01'35'' Skin access and optical positioning
And at the sternal notch there’s a 5mm trocar through which the camera is inserted. We’re looking right at the adenoma and this approach is very nice because you get the benefit of gliding from the video endoscope and also the benefit of a very small incision. Here’s the adenoma we think we’ve not dissected at all yet and this is probably the nerve and this is deep in the retro-esophageal space, we’re behind the esophagus here. And I think that through a small incision it’s very difficult to see unless you make a larger incision. We’ll better demonstrate the nerve in just a moment. The thyroid is up here. We’re behind the thyroid and the esophagus. This is the esophagus underneath the retractor. There’s the adenoma and the nerve is there. We’re going to dissect out the adenoma. Why do you stop the lateral approach? With the insufflation, it was difficult to maintain a working space and this actually demonstrates why the endoscopic approach is not recommended in most cases. This is the nerve right here. Hopefully this is demonstrating the benefit of having a video-endoscopic approach. It’s a big adenoma and it’s very deep and if you’re doing a conventional approach and even if it’s a focused approach and you make your incision in the middle of the neck, you have to make a very large incision to get to the adenoma. I’m going to work away towards the pedicle. However, I often will do a mini-open lateral approach but even then it’s still sometimes hard to see the nerve. This way actually, you have the advantage of both. Here’s the pedicle of the adenoma here. You can see the nerve very nicely and also if things are not going well, you can simply enlarge the incision and still do an open-focused approach. Here’s the pedicle of the adenoma, let’s see if we can find the nerve. The nerve is going to be medial right there. You can see it running underneath.
04'35'' Recurrent nerve
It’s right underneath the pedicle of the adenoma, which is here. Here’s the esophagus and the adenoma.

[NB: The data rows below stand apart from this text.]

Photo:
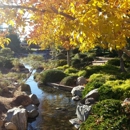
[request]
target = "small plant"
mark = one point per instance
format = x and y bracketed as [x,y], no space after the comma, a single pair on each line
[69,81]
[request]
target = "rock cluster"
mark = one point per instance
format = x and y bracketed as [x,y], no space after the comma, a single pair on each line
[24,107]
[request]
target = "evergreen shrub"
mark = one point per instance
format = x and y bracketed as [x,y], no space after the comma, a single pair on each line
[69,80]
[107,115]
[52,75]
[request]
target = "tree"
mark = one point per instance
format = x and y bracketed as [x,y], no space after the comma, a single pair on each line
[87,23]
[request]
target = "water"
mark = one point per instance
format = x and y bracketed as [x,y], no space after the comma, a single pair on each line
[55,110]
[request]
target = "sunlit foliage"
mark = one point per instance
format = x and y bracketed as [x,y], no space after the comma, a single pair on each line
[70,23]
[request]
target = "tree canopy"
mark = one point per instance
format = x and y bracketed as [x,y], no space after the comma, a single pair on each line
[70,23]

04'59'' Vascular pedicle of adenoma
We’re going to get a clip. I don’t think the vessels are completely divided. It’s a very big pedicle, so we’ll cut partially and we’ll see. It’s important to have more than one technique available as endocrine surgeons. Do you skeletonize to individualize the vein and artery sometimes? I take them together. This is a classic adenoma with deep retro-esophageal space.
05'50'' End of procedure
I’m going to put it back in and now its out and we’ll look at the anatomy as well.